L'anniversaire du 21 août 1968 vu par la presse
Le 21 août, 39 ans se sont écoulés depuis l'écrasement du fameux Printemps de Prague par les chars soviétiques qui a marqué le début de l'occupation de la Tchécoslovaquie. Ce n'est pas un chiffre rond, mais cet anniversaire a tout de même donné lieu, comme d'ailleurs chaque année, à toute une série de rappels, de commentaires et de réflexions dans la presse tchèque, liés à cet événement qui a plongé le pays dans un marasme qui a duré plus de vingt ans. Milan Fendrych s'interroge à cette occasion, dans les pages de l'hebdomadaire Tyden, sur certains aspects du chemin que le pays a parcouru depuis.
Après cette description brève et juste du climat autour de 1968 et des années de la « normalisation » communiste ultérieure, l'auteur de l'article publié dans un récent numéro de l'hebdomadaire Tyden, signale qu'il n'est presque pas possible de comparer la situation d'alors à celle d'aujourd'hui. « Il n'y a pas de pouvoir extérieur qui nous étreigne », explique-t-il avant de continuer : « Dans cette logique, les tentatives de présenter l'Union européenne comme une sorte de nouvel « occupant » est stupide tout comme est ridicule l'avis selon lequel l'implantation d'un radar américain sur notre territoire représenterait « une nouvelle occupation ». Dorénavant, il n'y a que nous-mêmes qui décidons de nos affaires ».
Mais sommes-nous pleinement un Etat démocratique ? Et tous les citoyens ont-ils les mêmes droits ? Les administrateurs n'abusent-ils pas du pouvoir public qui leur a été confié ? Une réponse à ces questions que le journal pose par la suite, semble difficile. Sur l'exemple de quelques affaires et cas notoirement connus qui n'ont jamais été vraiment éclaircis ou ont abouti à un dénouement vague et peu convainquant, concernant des hommes politiques - dont tout dernièrement le vice-premier ministre Jiri Cunek, aussi bien que des hommes d'affaires - pour ne citer que Radovan Krejcir et Viktor Kozeny (le pirate de Prague), il illustre les manquements du système juridique et démocratique dans le pays.A propos des médias qui fonctionnent bien et qui ont trouvé une juste place dans la société, l'auteur de l'article écrit :
« Les médias se sont très vite émancipés. A l'instar d'autres pays, ils représentent chez nous une grande puissance et - point étonnant - s'en sont donnés à coeur joie, en quête du spectateur, du lecteur et de l'auditeur, pénétrant dans l'intimité des gens. D'un autre côté, ils jouent le rôle qui est le leur, suivant de près le comportement et les actes des hommes politiques, dévoilant et mettant en lumière différentes affaires, dont ils font l'objet.
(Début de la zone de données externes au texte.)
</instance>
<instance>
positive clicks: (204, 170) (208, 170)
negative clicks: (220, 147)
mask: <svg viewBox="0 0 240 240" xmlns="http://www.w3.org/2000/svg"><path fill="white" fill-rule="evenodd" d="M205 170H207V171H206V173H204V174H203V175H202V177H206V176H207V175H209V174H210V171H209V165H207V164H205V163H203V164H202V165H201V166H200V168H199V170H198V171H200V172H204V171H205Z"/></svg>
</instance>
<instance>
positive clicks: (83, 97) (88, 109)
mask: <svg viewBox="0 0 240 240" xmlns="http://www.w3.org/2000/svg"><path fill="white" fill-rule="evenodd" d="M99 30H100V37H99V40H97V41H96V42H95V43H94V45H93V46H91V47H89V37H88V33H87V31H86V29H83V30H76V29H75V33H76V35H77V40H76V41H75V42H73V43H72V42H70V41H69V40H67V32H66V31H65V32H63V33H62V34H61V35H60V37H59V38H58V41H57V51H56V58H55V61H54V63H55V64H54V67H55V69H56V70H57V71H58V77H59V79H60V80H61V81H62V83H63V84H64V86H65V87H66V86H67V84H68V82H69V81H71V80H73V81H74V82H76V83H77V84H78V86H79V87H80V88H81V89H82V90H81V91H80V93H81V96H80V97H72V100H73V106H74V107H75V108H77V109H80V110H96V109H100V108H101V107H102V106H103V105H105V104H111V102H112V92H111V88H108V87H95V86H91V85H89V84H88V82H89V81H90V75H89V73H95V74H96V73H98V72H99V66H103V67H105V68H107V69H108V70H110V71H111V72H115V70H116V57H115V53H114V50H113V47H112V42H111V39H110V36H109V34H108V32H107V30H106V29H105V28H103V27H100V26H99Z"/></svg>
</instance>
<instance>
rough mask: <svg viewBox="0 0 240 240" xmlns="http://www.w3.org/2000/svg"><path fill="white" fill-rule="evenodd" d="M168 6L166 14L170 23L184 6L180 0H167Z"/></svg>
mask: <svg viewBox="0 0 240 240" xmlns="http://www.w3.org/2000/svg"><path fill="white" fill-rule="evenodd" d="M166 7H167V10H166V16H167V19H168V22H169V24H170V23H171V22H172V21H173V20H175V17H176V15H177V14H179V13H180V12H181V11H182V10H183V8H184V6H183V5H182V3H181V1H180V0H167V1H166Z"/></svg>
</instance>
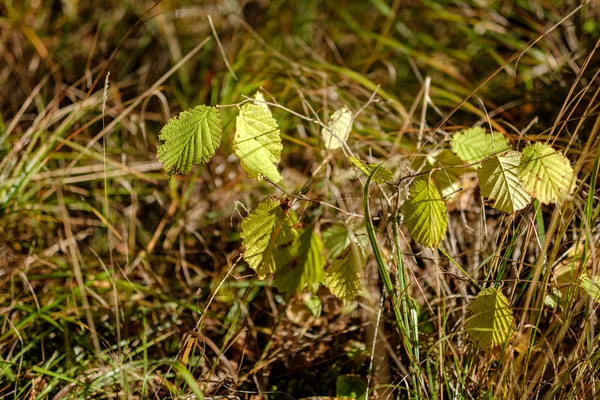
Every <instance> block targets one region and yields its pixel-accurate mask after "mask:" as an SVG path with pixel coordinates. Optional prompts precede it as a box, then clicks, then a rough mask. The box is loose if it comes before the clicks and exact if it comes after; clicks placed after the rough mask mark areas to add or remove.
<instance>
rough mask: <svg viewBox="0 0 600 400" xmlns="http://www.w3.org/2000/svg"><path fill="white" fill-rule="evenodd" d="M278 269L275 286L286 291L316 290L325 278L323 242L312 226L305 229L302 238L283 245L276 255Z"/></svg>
mask: <svg viewBox="0 0 600 400" xmlns="http://www.w3.org/2000/svg"><path fill="white" fill-rule="evenodd" d="M275 261H276V263H277V271H276V272H275V279H274V281H273V283H274V285H275V287H277V289H279V290H281V291H282V292H285V293H294V292H296V293H299V292H302V291H303V290H304V288H306V287H308V289H309V290H310V291H313V292H314V291H316V289H317V287H318V284H319V282H321V280H322V279H323V266H324V264H325V258H324V257H323V242H322V241H321V237H320V236H319V233H318V232H317V231H315V230H313V229H312V228H307V229H304V231H303V232H302V234H301V235H300V238H299V239H298V240H296V241H295V242H294V243H292V244H291V245H289V246H282V247H281V249H280V250H279V251H278V254H277V255H276V257H275Z"/></svg>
Parfois, ils remplacent la police, découvrent les faiblesses du système ».
Ce qui est pourtant, selon Martin Fendrych, à déplorer, c'est le fait que même si les différents manquements ou défauts sont révélés et dénoncés par les médias, il n'y a pas par la suite, souvent, de réaction ou de solution adéquates. Il cite un exemple : « Il y a des milliers de familles qui n'ont pas pu récupérer les biens ou terres qui leur avaient été confisqués par les autorités communistes. Elles se sont fait alors volées à deux reprises, d'abord sous le communisme et maintenant à nouveau... Et rien ne se passe. Il y a encore un long chemin à parcourir pour parvenir à une démocratie pleine. »
L'article se termine tout de même sur un ton optimiste :
« La démocratie ne fonctionne jamais à 100 %. Nous ne sommes pas des « machines à démocratie », mais des êtres humains. L'important, c'est que 39 ans après le début de l'occupation et 16 ans après le départ des « troupes des armées alliées », nous pouvons construire nous-mêmes, librement, la démocratie. Nous pouvons bâtir des îlots de liberté, comme le faisaient les opposants au régime sous le communisme : défendre la cause des Ukrainiens injustement emprisonnés, poursuivre les « voyous » dans la sphère politique, se battre avec le système bureaucratique. Nous sommes libres de ne pas donner de pots-de-vin, de ne pas rouler comme des fous, de ne pas avoir peur devant les agents de police, les mafiosi et les terroristes ».
A la fin, l'auteur de l'article paru dans les pages du quotidien Tyden conclut que « vivre 39 ans après l'occupation du pays dans un système non totalitaire et pré-démocratique, représente un assez bon progrès, dont il y a lieu de se féliciter.